Queues a job. If queue is not provided, the default queue for that Task as defined in the configuration will be used. If there is none, the queue default will be used. Returns the ID of the job.

  • queue_jobs(main_task_path, params_list, queue=None, batch_size=1000)

Queues multiple jobs at once. Returns a list of IDs of the jobs.

  • queue_raw_jobs(queue, params_list, batch_size=1000)

Queues multiple jobs at once on a raw queue. The queued jobs have no IDs on a raw queue so this function has no return.

  • get_job_result(job_id)

Returns a dict with result (can be any type) and status.

Context API

The Context API provides the method used to get and interact with the current greenlet context. These methods can be imported from mrq.context:

  • get_current_job()

Returns the Job instance currently being executed. If None, you are outside of a Job context. This can only happen when calling code from your tasks outside of mrq-run or mrq-worker.

  • retry_current_job(delay=None, max_retries=None, queue=None)

Interrupts the current code block and marks the job as needing to be retried in the future. Behind the scenes, it will raise a RetryInterrupt exception, interrupting the current code block.

The delay parameter defaults to the value of retry_delay in the task configuration, in seconds.

The max_retries parameter defaults to the value of max_retries in the task configuration. If the task has already been retried more than this, its status will be changed to maxretries.

If the queue parameter is supplied, the job will be enventually requeued on that queue. If not, it will stay on its original queue.

  • abort_current_job()

Stops the execution of the current job (by raising an AbortInterrupt) and mark it with the status abort. It will stay visible in the Dashboard for result_ttl seconds.

  • set_current_job_progress(ratio)

Shorthand for get_current_job().set_progress(). Ratio is a float between 0 and 1.

  • get_current_worker()

Returns the current Worker instance.

  • get_current_config()

Return the current Config dict.

  • subpool_map(pool_size, func, iterable)

For each dict of parameters in iterable, execute func in parallel inside a pool of pool_size greenlets. Each of these greenlets will be able to call get_current_job() and get correct results. Return the results of these greenlets as a list.

  • log

A regular Python logging object that should be used in your task code. It will make task logs available in the Dashboard.

  • connections

A lazy-loaded object containing the worker's connections to MongoDB and Redis. You can implement your own connection factories to instanciate other services lazily.

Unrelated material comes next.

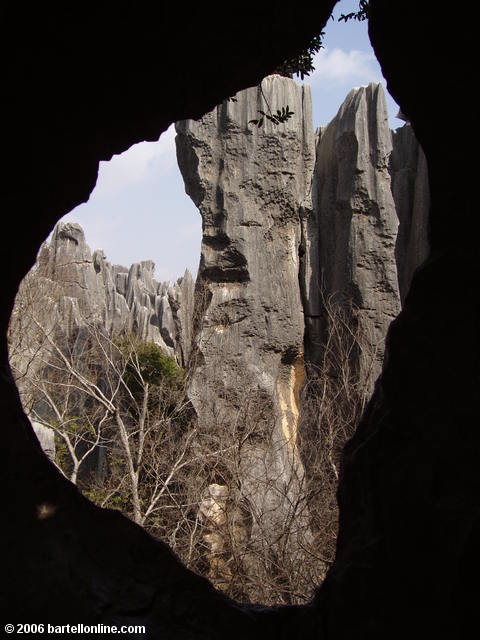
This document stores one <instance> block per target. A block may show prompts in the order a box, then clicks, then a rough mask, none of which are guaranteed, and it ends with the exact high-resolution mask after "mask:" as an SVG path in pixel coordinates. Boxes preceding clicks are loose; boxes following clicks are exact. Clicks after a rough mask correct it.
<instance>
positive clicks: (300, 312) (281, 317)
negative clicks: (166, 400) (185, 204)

  • run_task(path, params)

Executes the task located at path synchronously and returns its result. This doesn't create a new Job context. Use this to call sub-tasks from the code of your main task.

Helpers API

Helpers are util functions which use the current context or the configuration:

  • metric(name, incr=1, **kwargs)

Can be used to send metrics to a 3rd-party service like Graphite.

  • ratelimit(key, limit, per=1, redis=None)

Returns an integer with the number of available actions for the current period, in seconds. If zero, rate was already reached.